A flat white sky; no wind.
Blank page; not a scroll or squiggle.
Canvas unprimed; no ochre outline.
Doorway; no one can find the key.
Entrance to the underworld?
Fringed curtain: clear sign.
Ginger-roots: not one without knobs.
Havarti hosting flourishing mold.
Ice sheets plain as card stock.
Juniper branches: crosshatched on the hill.
Know all malaise by its prescience.
Little girl with the crooked bob, come in.
Mittens go on the hutch, galoshes by the sill.
No one here cares how long you stood there.
Oatmeal cookies instead of thumb in the mouth?
Patience is a virtue, yes, but
quarrelsome stoics are a different issue.

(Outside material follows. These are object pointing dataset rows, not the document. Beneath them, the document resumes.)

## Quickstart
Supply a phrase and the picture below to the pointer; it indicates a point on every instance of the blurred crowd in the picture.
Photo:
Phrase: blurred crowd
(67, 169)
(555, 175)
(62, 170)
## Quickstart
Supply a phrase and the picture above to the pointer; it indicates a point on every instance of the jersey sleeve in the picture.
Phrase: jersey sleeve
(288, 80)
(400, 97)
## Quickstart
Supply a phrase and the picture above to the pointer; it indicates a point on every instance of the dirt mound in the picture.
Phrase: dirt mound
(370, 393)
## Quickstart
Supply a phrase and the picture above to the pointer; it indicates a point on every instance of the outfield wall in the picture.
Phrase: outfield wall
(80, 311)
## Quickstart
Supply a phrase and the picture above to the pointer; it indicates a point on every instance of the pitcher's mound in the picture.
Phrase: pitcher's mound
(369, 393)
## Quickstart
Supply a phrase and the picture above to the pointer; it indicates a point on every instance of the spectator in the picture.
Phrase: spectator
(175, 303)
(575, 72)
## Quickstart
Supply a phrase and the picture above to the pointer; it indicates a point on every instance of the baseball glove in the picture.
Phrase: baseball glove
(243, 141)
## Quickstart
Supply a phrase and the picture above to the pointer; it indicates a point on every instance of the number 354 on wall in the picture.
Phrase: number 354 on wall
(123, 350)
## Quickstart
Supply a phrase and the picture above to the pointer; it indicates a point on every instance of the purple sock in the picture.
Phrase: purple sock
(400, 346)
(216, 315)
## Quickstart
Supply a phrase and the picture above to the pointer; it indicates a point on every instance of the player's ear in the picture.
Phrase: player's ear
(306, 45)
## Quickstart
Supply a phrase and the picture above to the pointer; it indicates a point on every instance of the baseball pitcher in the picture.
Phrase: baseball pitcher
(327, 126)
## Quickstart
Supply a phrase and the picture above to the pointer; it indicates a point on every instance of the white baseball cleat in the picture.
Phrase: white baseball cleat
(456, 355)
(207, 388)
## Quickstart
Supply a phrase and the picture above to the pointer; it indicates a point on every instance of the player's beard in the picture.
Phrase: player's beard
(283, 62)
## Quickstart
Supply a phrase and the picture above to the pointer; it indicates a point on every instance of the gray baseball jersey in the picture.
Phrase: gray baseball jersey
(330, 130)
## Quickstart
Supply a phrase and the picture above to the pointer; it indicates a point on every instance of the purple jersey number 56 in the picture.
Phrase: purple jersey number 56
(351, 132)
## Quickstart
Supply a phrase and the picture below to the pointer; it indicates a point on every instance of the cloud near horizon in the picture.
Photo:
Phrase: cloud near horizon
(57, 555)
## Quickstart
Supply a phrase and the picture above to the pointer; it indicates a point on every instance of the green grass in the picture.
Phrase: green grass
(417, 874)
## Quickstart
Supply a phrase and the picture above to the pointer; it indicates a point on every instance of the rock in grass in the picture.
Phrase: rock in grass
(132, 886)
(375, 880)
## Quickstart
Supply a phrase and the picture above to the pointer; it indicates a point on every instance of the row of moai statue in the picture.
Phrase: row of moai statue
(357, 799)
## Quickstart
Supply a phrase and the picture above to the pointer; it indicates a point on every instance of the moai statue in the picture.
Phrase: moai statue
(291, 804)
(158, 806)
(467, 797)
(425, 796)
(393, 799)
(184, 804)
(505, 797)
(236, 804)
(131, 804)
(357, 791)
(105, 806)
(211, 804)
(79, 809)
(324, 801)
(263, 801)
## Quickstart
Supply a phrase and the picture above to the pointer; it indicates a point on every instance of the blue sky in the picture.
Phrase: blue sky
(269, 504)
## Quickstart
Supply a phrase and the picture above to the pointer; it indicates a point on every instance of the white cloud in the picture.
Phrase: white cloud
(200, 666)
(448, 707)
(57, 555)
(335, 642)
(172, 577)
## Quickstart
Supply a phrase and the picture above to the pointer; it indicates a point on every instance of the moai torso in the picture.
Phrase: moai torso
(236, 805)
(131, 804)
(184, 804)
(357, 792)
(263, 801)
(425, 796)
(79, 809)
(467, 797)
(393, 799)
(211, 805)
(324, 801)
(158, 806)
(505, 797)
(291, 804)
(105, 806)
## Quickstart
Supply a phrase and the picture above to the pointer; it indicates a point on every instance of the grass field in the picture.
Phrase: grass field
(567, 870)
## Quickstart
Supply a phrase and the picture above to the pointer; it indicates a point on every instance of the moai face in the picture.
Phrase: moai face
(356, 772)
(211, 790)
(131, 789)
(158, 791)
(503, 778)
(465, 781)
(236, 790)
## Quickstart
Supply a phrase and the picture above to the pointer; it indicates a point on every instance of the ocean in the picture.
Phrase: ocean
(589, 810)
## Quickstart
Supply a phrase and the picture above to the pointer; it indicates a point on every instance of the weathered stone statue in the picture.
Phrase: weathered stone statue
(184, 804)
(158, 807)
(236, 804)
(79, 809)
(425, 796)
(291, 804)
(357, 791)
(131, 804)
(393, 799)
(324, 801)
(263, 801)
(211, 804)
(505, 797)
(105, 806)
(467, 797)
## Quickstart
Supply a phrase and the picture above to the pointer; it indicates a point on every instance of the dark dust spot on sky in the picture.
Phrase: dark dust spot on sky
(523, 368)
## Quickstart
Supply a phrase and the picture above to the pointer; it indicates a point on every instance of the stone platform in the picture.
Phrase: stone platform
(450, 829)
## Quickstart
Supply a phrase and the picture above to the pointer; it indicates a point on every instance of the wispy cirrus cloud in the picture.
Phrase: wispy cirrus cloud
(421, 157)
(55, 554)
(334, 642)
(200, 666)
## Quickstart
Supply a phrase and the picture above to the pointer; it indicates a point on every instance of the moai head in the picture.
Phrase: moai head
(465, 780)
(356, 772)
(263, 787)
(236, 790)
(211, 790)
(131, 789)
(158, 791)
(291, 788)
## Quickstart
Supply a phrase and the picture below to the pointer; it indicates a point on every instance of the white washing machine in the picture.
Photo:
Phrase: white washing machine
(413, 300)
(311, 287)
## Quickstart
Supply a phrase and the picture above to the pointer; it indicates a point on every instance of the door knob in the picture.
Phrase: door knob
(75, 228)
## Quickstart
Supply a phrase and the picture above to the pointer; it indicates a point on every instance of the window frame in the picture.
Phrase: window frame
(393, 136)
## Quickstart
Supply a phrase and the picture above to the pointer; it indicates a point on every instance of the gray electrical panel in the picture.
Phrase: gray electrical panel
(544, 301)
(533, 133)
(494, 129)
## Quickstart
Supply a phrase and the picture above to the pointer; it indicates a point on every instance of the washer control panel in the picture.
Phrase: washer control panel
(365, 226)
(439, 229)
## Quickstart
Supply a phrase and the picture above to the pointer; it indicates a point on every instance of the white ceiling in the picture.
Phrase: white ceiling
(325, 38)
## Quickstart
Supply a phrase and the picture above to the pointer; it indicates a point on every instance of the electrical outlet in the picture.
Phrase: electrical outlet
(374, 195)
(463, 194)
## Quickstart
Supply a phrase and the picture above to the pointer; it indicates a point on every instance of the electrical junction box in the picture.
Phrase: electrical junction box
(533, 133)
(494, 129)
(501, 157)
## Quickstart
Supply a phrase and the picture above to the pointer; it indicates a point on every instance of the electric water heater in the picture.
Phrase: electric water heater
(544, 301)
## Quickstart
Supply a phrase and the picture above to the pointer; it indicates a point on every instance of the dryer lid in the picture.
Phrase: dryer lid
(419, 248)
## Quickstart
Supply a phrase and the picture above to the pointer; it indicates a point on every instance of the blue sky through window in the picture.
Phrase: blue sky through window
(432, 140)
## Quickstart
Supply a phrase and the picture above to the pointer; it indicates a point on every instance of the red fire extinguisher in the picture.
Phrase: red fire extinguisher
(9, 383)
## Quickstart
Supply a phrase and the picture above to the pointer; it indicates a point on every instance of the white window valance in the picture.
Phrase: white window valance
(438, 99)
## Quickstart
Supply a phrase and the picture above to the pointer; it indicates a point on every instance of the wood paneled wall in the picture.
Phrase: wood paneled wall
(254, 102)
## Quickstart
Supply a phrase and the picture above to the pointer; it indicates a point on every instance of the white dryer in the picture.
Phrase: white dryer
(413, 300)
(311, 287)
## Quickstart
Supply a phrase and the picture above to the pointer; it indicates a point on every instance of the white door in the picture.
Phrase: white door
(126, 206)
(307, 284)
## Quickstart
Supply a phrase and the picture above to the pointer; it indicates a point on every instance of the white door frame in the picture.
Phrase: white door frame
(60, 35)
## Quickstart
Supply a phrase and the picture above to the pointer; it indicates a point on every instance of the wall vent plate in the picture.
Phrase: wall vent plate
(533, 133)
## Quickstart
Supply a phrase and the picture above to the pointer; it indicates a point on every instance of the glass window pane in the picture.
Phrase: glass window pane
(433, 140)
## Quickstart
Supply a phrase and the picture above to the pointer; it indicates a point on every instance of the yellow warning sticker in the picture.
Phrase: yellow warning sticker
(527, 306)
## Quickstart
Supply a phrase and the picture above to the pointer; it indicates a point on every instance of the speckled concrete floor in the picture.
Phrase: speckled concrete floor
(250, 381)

Revising yet again: but who doesn’t have to?
Stop bemoaning what’s in the filing cabinet.
Take delight in the sharpened graphite,
unopened boxes of color ready for use.
Vellum or plain paper: ecru’s nice too.
What did the old masters see in their dreams?
Excerpts are fine: sometimes the whole enchilada
yawns too large, looms like a monster whale.
Zen is your best friend; and raking the garden.

 

In response to an entry from the Morning Porch.